A system of equations involves multiple equations that share common variables. In this case, the system consists of two linear equations. The objective is to find values for each variable that satisfy all equations simultaneously. Variables here might be represented by letters like \( x \) and \( y \), and solving a system means identifying the points where these equations intersect if graphed on a coordinate plane.

There are several methods to solve systems of equations, such as substitution, elimination, or graphing. Solving using substitution, which we focus on here, is particularly helpful when one of the equations can easily be solved for a single variable. This way, you can express one variable in terms of the other, making the process simpler.

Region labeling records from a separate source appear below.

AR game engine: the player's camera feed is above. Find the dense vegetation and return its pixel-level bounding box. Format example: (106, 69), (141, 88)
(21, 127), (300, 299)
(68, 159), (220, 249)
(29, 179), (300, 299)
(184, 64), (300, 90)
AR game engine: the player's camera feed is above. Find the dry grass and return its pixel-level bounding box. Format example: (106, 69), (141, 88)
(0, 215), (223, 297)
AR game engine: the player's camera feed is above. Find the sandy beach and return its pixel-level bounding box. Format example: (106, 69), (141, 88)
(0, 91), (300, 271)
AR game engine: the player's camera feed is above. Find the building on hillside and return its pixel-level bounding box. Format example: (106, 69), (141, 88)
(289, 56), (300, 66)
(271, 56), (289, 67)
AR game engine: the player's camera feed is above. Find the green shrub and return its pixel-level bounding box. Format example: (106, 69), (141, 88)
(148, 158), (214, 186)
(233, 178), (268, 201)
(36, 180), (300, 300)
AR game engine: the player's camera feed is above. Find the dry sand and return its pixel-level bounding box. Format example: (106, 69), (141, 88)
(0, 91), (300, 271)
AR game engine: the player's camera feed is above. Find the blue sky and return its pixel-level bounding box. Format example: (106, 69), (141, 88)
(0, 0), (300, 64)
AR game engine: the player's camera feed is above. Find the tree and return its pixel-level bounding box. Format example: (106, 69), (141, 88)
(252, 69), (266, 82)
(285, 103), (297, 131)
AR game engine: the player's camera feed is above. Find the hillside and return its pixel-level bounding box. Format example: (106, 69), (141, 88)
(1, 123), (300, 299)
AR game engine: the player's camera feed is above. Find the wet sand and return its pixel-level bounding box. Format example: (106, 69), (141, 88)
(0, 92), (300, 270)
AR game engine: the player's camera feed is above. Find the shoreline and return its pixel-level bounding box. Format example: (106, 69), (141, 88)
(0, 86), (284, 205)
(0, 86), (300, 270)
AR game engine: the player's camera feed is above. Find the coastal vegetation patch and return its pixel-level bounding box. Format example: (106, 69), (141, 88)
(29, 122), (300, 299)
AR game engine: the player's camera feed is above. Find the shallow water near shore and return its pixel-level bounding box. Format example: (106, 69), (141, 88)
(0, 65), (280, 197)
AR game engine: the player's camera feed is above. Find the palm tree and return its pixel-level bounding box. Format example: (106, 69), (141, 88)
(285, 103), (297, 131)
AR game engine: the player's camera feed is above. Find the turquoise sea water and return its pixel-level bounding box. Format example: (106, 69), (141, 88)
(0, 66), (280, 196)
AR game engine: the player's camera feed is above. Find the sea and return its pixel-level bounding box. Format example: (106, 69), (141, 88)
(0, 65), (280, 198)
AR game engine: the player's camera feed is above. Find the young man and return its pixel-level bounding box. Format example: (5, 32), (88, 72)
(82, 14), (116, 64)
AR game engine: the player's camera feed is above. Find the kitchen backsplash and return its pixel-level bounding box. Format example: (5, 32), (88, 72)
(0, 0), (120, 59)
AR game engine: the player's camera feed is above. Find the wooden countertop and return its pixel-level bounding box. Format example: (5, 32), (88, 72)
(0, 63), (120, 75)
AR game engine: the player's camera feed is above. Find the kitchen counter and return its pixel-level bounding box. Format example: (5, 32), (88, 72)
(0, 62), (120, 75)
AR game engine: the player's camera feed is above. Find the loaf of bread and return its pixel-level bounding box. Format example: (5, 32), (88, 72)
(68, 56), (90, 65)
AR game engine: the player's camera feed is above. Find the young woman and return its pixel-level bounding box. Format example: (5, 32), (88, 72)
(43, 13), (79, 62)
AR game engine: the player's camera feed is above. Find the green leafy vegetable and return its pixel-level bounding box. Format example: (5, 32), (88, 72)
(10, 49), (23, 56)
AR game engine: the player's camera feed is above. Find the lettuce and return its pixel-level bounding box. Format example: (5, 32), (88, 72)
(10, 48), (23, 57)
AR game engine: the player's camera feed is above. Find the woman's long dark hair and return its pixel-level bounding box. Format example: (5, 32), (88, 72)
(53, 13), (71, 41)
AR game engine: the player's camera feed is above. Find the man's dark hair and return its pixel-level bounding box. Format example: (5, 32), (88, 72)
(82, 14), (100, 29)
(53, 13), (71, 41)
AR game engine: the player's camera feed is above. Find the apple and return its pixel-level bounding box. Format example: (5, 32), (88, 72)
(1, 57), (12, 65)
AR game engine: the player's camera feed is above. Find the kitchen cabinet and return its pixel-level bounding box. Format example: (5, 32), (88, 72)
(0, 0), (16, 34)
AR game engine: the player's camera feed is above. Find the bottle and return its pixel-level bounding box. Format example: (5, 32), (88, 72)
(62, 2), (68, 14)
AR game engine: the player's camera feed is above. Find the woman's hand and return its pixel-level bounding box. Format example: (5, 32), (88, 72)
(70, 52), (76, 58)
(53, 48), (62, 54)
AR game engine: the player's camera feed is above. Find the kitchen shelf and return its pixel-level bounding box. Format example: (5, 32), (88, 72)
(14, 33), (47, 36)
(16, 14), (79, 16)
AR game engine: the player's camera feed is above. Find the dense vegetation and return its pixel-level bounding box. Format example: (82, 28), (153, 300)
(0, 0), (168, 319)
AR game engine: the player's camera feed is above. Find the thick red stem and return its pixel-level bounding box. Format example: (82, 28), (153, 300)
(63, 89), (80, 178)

Remember, the solution to a system of linear equations can be a single point—where the lines intersect—no solution—if the lines are parallel, or infinitely many solutions—if the lines coincide.

Solving a linear equation involves finding the values of the variables that make the equation true. Linear refers to the highest power of the variable being one. It's all about balancing both sides of the equation using operations that maintain equality.

In this exercise, we begin by isolating a variable in one equation. This means getting that variable by itself on one side of the equation to express it in terms of the other. Here, we isolated \( x \) in the second equation, setting it equal to \( y \) (so \( x = y \)). This made it possible to substitute directly into the other equation.

The steps are clear:

• Rearrange one equation to solve for one variable.
• Substitute that variable into the other equation.
• Solve the new equation to find the value of one variable.
• Substitute back to find the second variable.

Algebraic manipulation means performing operations to rearrange equations and simplify expressions. It’s an essential skill that allows you to shift terms across the equal sign, manipulate coefficients, and combine terms.

In our problem, the step of substituting \( x = y \) into the first equation demonstrates this. We then simplified the terms \(- \frac{y}{5} + \frac{y}{2} = -3\) by finding a common denominator or multiplying through to clear fractions. Multiplying each term by 10, a strategic choice here due to it being the least common multiple of 2 and 5, made it easier to proceed.

This simplified our equation to \( -2y + 5y = -30 \). Further combining like terms, \( 3y = -30 \), and then dividing by 3, gave us \( y = -10 \). This is a classic example of simplifying equations using fractions and variables to unlock the solution.